Better Angels does not promise Kumbaya or a group hug, merely the goal of “depolarization.” There are no political conversions at Better Angels meetings, nor do participants claim to have seen the Promised Land. They simply come to appreciate one another’s humanity and perspectives, by, among other things, looking for common ground.
Doherty is a Unitarian, albeit one with an exceptionally gracious and open heart and mind to evangelicals. He is, above all, a realist, with which I find real kinship. As I train international students to solve problems as Christ-honoring redemptive change agents, I have goals that (but for one obvious exception) seem nearly parallel Doherty’s: Create redemptive projects that are achievable, prioritize human flourishing, and make God’s Kingdom visible.Thus, I take account of human beauty and beastliness, weeping while also cheering. My theology seeks the proximate good while knowing that ultimate good is delayed until Christ returns.
But, there is a second objection: “Bob, you’ve drunk the liberal Kool-Aid. You are on the road to relativism, where all truths are welcomed and no one stands for anything!”
If anything has become clearer in our American twilight, it is the fact that limpid relativism kills institutions and diminishes people. Not only will a convinced follower of Christ refuse to bow the knee to the multicultural motto “My truth is mine, and yours is yours,” but Better Angels asks no one to compromise their beliefs about reality.
Rather than relativism, Better Angels invites the kind of epistemic humility (admitting you don’t know everything) that the Apostle Paul wrote about in I Corinthians 13:12: “We see through a glass darkly.” Because of fallenness and finitude, we do not see reality with perfect clarity, and so we quietly listen to our opponents because we might learn something.
This humility about knowledge also fosters empathy, the ability to imagine another’s life world. Knowing his deeply Blue University audience, Doherty asked the group whether Reds (conservatives) or Blues (progressivists) have the hardest time imagining the other’s perspective. NYU’s Jonathan Haidt, in a 2012 book The Righteous Mind, reported research showing that American liberals have a much harder time imagining the lifeworld of American conservatives than the other way around. Doherty has found the same thing in Better Angels meetings.
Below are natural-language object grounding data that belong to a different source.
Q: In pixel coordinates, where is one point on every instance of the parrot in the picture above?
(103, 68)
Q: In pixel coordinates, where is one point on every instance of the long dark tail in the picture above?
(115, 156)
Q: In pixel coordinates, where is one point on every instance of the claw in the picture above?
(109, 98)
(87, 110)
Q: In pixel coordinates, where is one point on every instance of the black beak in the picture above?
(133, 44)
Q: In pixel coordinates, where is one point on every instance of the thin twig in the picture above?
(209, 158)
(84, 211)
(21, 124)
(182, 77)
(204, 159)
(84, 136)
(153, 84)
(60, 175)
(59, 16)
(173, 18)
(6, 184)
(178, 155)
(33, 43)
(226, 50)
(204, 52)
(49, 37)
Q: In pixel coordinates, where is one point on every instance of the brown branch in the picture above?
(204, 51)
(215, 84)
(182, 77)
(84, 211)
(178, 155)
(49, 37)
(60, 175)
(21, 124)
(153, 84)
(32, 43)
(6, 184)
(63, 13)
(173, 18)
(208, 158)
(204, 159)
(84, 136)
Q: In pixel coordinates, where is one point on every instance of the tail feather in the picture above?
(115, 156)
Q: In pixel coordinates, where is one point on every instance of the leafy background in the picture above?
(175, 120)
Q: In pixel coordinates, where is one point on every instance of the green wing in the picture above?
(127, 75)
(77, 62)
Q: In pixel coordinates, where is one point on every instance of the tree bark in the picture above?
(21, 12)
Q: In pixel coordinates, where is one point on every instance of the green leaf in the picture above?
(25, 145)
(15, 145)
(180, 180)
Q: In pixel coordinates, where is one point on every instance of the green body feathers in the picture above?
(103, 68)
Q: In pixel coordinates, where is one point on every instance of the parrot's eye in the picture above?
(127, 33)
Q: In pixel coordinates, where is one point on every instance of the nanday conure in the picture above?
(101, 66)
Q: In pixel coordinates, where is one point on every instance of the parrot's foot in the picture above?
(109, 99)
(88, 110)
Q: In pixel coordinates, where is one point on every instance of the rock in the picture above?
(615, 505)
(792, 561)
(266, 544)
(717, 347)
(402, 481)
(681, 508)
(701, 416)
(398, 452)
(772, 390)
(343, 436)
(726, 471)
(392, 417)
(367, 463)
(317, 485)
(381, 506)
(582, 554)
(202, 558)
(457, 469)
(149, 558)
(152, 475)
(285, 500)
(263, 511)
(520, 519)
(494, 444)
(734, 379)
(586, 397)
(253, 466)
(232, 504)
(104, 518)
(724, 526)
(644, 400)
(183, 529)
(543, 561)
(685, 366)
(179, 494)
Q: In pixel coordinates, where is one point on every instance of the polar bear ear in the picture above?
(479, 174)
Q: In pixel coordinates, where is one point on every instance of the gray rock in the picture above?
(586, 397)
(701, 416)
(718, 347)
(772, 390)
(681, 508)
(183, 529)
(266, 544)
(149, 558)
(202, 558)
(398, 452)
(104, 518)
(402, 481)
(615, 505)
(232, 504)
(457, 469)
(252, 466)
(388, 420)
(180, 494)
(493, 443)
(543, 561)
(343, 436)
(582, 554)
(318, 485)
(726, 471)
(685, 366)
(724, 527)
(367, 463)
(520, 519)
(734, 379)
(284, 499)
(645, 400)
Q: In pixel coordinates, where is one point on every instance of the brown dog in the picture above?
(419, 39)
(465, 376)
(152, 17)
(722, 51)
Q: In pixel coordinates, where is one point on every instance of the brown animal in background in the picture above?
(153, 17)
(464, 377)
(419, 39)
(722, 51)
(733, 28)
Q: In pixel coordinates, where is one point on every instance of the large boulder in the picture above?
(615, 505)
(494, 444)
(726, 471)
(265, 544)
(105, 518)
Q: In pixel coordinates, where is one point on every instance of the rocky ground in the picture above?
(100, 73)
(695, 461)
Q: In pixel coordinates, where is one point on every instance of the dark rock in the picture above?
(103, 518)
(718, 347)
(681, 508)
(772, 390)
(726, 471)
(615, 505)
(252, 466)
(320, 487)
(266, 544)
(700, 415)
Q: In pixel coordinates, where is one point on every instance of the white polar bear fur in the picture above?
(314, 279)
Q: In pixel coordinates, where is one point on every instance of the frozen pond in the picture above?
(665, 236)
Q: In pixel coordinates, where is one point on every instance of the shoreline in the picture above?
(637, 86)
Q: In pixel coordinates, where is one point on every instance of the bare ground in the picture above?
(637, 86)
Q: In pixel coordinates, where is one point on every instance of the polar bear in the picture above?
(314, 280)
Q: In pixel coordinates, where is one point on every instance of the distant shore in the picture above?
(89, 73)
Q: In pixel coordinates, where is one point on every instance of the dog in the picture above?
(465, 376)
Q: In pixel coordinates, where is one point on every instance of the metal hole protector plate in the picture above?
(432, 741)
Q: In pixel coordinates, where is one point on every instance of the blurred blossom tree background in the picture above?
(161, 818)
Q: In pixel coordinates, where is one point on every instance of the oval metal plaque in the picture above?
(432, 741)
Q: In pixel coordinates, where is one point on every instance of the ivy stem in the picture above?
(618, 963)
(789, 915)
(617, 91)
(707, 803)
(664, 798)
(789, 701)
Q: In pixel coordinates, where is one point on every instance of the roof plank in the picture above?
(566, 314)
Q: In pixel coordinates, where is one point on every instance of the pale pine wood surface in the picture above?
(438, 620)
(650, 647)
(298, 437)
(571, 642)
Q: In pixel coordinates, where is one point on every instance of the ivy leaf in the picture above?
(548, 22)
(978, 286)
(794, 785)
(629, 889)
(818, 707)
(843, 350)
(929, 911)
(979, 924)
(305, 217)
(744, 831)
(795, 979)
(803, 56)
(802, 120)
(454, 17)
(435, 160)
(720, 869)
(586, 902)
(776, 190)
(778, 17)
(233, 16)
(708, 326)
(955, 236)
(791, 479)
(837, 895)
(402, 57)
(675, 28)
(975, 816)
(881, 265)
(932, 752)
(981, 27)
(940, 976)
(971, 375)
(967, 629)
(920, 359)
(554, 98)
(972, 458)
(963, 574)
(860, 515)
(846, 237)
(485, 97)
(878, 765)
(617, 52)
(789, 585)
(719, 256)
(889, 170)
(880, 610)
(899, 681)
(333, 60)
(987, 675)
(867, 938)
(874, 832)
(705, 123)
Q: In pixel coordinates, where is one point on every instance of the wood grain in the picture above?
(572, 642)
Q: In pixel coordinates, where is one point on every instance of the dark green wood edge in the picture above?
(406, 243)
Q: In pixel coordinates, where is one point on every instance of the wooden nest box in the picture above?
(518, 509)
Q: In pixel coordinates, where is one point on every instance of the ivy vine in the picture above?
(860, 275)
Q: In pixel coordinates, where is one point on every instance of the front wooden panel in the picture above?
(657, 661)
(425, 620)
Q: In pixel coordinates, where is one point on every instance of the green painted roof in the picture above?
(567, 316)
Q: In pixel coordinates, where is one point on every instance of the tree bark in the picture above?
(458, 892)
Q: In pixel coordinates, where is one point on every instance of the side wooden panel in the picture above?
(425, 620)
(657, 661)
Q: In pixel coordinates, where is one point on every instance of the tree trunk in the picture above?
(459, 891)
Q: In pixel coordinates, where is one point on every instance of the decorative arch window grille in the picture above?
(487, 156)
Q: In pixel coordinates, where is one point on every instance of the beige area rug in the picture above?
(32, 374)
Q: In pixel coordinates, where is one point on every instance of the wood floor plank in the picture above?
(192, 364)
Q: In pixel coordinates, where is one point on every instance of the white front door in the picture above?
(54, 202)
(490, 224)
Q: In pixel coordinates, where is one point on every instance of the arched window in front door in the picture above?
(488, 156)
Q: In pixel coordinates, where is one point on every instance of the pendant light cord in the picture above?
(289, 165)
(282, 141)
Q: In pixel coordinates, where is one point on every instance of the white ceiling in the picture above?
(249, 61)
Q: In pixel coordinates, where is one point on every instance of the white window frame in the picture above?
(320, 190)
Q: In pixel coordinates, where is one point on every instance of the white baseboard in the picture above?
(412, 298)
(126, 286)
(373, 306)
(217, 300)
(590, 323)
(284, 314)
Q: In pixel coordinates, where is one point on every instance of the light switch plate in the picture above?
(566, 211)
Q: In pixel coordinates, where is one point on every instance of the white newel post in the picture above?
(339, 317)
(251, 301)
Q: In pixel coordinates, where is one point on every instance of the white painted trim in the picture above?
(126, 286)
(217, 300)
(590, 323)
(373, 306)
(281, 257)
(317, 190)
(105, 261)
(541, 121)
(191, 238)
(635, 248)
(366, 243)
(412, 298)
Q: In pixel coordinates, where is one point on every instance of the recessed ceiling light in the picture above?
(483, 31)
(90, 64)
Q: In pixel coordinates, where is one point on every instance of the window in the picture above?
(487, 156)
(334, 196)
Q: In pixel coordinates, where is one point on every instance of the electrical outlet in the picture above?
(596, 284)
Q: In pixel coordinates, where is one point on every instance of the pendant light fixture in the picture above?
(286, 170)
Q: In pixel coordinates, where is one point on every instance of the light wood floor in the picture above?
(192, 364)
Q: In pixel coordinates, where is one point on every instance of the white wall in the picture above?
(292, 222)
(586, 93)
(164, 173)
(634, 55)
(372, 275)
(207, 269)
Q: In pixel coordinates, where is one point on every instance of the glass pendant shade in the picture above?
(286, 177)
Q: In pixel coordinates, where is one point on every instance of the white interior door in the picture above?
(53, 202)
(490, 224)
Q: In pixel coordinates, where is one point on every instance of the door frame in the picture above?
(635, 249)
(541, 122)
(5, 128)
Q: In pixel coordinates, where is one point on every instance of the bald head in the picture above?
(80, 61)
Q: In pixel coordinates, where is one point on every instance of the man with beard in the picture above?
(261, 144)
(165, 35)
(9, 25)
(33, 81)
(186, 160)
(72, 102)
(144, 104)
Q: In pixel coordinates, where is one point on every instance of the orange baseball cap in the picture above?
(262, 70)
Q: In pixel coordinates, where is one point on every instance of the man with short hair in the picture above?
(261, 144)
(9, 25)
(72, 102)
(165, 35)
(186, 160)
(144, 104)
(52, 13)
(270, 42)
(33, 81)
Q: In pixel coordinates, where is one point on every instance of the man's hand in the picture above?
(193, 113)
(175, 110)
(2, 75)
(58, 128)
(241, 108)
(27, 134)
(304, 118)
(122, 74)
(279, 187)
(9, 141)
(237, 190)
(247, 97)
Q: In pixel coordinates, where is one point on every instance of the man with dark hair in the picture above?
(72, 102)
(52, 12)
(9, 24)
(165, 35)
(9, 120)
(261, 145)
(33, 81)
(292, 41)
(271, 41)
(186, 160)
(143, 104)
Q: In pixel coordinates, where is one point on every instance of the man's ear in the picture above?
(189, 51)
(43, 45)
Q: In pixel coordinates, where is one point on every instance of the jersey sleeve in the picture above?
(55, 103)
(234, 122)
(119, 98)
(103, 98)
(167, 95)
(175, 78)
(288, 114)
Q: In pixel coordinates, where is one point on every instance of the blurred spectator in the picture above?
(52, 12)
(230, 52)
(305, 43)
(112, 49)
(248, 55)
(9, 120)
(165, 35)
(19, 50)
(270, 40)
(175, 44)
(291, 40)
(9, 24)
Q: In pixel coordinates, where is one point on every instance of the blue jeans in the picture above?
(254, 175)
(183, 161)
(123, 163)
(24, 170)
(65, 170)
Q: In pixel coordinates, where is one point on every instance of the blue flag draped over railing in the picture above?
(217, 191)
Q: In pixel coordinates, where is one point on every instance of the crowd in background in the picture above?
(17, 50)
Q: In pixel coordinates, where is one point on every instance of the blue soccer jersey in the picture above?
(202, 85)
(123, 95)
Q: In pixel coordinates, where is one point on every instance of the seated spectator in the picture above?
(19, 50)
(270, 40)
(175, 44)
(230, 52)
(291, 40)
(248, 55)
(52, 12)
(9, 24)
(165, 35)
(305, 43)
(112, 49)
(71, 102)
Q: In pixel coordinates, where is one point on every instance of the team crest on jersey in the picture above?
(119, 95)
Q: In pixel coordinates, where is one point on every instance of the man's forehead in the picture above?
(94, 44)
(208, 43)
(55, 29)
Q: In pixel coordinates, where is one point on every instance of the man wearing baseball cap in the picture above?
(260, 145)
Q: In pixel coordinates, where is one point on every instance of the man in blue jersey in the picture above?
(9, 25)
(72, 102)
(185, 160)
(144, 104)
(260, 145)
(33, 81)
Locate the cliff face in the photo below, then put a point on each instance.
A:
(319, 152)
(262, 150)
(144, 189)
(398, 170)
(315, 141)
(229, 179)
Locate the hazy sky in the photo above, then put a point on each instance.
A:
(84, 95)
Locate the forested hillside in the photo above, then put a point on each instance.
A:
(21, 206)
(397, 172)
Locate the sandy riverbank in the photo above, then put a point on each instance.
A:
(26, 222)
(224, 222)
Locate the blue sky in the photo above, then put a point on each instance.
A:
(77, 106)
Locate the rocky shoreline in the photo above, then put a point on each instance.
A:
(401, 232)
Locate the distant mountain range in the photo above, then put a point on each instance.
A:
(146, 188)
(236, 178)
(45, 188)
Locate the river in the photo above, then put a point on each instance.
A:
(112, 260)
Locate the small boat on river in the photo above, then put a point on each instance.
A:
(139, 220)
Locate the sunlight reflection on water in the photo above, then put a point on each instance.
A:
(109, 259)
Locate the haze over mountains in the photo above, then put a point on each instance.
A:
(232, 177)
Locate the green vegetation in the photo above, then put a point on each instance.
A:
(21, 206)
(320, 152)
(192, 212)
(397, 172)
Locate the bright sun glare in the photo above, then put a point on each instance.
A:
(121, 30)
A final question from those skeptical of Better Angels: “How can a Christian defend and champion a program developed in the left-wing precincts of the American university?”
Common grace teaches us that Jesus causes the sun to shine and the rain to fall on the just and the unjust (Matthew 5:45) and that God is “kind to the ungrateful and the wicked” (Luke 6:35). And so, if Prof. Doherty uses God’s grace to an end that promotes civil harmony and peace, without forcing participants to compromise deep convictions, then why should I throw a bomb? As Jesus said in Luke 9:40, “Whoever is not against you is for you.” If God is praised by stones that cry out (Luke 19:40), why not also by a gracious, principled academic who has created a strategy for replacing antagonism with acceptance?
I must love my neighbor as God loves me, with grace of which I am unworthy. Of all people, Christians have every reason to celebrate Better Angels, because, by doing so, we will “live peaceful and quiet lives in all godliness and holiness” (I Timothy 2:2). If, in our severely divided society, we can learn to imagine why our neighbor makes the political choices he makes, then we not only appreciate him all the more, but we also have an even better basis upon which to share the reason for the Hope that is within us.
Good, reasonable position that allows us to live, as much as it is possible to do so, peaceably with all.